Doubt, confusion, and bargaining all go hand in hand in “Etienne,” creating the atmosphere of suspense necessary for the crackerjack escape sequence at the episode’s end. The scene plays out in darkened hallways full of flash light beams and unnerving shadows, and the mounting dread elsewhere coats the episode in a film of gunk and grime. All of season two has a washed-out look (I mean, the valley just flooded, so…), but it’s especially apparent in “Etienne,” which juxtaposes its boarded-up apartment buildings and drab wardrobes with the gleamingly white exam room in Julie’s dream and the sun-and-fun postscript to Victor’s nightmare. Each setting sends a clear signal that the characters are lost in a fantasy: It’s shocking to see Julie on the slab, but the shock is intensified by the sterility of her surroundings. With its empty vending machines and emptier hallways, the hospital hasn’t exactly been a picture of medical spotlessness this season. The same goes for seeing Victor in front of a sky that’s anything but gray.

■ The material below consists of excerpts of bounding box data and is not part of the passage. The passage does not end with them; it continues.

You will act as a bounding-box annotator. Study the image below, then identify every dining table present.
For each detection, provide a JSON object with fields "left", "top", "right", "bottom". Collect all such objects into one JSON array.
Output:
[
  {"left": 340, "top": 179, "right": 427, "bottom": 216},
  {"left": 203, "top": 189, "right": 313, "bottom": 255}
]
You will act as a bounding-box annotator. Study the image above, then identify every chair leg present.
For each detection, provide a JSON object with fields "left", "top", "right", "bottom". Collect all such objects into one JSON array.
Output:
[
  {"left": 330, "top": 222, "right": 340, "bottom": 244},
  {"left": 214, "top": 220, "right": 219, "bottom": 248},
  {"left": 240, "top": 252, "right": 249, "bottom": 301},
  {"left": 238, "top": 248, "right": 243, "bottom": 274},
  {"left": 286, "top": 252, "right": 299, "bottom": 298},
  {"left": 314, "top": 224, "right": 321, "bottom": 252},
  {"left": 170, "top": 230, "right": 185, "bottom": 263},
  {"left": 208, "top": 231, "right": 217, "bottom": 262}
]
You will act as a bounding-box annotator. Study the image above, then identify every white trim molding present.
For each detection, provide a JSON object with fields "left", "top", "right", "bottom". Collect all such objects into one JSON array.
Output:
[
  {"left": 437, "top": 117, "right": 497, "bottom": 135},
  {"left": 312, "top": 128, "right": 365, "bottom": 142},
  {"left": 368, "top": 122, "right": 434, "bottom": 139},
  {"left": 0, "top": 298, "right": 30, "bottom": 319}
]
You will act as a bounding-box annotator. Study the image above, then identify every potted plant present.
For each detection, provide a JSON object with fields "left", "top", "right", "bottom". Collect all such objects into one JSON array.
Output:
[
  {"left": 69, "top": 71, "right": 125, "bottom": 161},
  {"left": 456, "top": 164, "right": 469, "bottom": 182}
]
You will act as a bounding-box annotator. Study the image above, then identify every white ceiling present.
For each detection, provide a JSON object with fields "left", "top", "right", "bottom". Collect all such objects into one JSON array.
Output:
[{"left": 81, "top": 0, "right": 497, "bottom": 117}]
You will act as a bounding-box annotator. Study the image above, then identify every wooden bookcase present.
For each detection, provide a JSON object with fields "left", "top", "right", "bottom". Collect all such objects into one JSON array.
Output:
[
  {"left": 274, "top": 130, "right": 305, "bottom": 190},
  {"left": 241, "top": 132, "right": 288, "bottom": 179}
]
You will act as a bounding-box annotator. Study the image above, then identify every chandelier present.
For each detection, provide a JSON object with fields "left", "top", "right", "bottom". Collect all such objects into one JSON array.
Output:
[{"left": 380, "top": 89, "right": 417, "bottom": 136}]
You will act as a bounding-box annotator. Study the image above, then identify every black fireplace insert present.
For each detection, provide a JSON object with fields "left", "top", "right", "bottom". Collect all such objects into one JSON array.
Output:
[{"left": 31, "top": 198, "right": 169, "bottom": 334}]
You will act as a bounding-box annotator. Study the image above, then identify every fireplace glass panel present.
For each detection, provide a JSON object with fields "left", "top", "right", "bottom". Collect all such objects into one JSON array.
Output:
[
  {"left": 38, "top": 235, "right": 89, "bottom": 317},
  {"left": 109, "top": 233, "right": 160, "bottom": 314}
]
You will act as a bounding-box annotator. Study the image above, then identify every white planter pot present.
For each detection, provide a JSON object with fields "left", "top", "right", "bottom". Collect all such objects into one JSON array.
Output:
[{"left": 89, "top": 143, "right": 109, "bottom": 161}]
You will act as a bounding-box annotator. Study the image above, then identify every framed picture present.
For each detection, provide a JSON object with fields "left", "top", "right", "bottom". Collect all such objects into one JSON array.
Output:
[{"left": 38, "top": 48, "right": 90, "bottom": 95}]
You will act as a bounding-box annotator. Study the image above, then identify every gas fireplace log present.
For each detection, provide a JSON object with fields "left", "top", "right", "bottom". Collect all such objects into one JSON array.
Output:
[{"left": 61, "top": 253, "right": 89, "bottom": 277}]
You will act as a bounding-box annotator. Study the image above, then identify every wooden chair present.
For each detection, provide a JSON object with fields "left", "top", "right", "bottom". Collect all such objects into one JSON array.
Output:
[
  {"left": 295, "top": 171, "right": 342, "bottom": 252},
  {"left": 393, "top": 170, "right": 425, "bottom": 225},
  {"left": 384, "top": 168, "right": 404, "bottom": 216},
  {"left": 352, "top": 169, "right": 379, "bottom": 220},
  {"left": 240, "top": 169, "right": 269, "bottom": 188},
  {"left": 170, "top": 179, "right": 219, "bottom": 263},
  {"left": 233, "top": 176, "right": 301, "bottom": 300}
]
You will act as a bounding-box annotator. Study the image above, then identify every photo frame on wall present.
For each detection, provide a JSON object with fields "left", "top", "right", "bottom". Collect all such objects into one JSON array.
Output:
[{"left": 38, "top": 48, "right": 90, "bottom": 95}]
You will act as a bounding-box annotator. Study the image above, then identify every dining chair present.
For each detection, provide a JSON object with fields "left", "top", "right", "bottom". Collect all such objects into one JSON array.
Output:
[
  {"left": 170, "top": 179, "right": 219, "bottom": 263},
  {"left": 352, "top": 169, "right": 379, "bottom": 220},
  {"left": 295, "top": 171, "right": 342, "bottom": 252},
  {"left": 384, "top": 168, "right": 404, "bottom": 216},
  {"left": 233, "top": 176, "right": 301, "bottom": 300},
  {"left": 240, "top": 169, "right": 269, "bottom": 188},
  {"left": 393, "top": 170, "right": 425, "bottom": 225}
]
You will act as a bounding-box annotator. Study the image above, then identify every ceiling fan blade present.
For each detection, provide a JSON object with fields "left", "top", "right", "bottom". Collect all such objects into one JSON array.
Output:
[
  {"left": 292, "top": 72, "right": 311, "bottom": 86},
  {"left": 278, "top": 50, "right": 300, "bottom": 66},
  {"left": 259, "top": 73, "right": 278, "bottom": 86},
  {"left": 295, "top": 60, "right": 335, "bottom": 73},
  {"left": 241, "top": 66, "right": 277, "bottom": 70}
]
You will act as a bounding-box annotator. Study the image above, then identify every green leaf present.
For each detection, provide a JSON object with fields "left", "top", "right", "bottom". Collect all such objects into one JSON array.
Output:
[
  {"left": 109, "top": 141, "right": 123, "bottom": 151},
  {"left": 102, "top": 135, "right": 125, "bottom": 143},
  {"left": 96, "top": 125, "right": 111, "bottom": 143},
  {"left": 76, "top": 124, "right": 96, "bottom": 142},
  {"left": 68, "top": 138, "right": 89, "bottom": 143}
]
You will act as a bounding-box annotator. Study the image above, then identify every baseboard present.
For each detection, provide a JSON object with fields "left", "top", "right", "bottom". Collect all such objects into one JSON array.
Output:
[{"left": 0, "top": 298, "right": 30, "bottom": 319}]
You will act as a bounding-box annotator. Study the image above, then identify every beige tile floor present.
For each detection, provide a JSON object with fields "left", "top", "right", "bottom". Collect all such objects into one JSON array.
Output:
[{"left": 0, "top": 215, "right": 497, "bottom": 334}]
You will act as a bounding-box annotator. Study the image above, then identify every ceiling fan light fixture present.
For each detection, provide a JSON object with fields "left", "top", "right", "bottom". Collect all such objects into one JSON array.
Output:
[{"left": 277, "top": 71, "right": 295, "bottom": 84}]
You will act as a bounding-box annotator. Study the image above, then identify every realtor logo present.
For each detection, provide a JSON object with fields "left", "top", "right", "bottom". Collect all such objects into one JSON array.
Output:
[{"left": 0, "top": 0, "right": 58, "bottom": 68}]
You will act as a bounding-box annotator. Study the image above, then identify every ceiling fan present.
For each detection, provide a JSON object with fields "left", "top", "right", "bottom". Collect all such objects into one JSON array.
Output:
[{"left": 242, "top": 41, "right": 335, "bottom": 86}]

That relative sense of security is part of why “Etienne” works so well. When you’ve spent 14 episodes in a TV world as immersive as The Returned, you start taking certain things for granted: That The Others will prevent the Ségurets from returning to town, for instance, or that the season’s overriding conflict is between Milan and Lucy—not Milan and Victor, as tonight’s big confrontation scene implies. That feeling is articulated by Milan in flashback and in the present day, as he promises answers to the flood survivors’ questions, then taunts his captors for thinking that they’ve got everything figured out. It’s The Returned’s aversion to simple explanations writ large.
To focus so tightly on The Circle’s bargaining or “the rules” of the revenants is to lose the forest of “Etienne” for the trees, though. This is a spectacular climax to season two, which provides a hint of release while preserving some secrets for the season finale. It’s still unclear what’s to become of baby Nathan, and we’re really no closer to figuring out why some revenants (like Camille last season, and Audrey this season) wind up with those nasty-looking skin abrasions. And what about the mention of “the ones hiding in the caves”? Still plenty of things to go bump in the night out there.
All of the main players are now in position to make the final push into the season finale. The Ségurets have returned to town, The Helping Hand has taken a crucial captive in Julie, Simon and Adèle are on the hunt for their son, and Madame Costa’s resurrection exposed the revenants to the disbelievers. But “Etienne” is about more than setting up fireworks: Milan promised us that we would get answers to our questions, and now we know what The Circle was and what it did. In turn, Berg learns what his father did, providing the type of emotional payoff that’s been on the back burner for much of season two. With everyone returned to their hometown (in one way or another), they’re prepared to confront the truth of what’s been happening here. They might get more than they bargained for.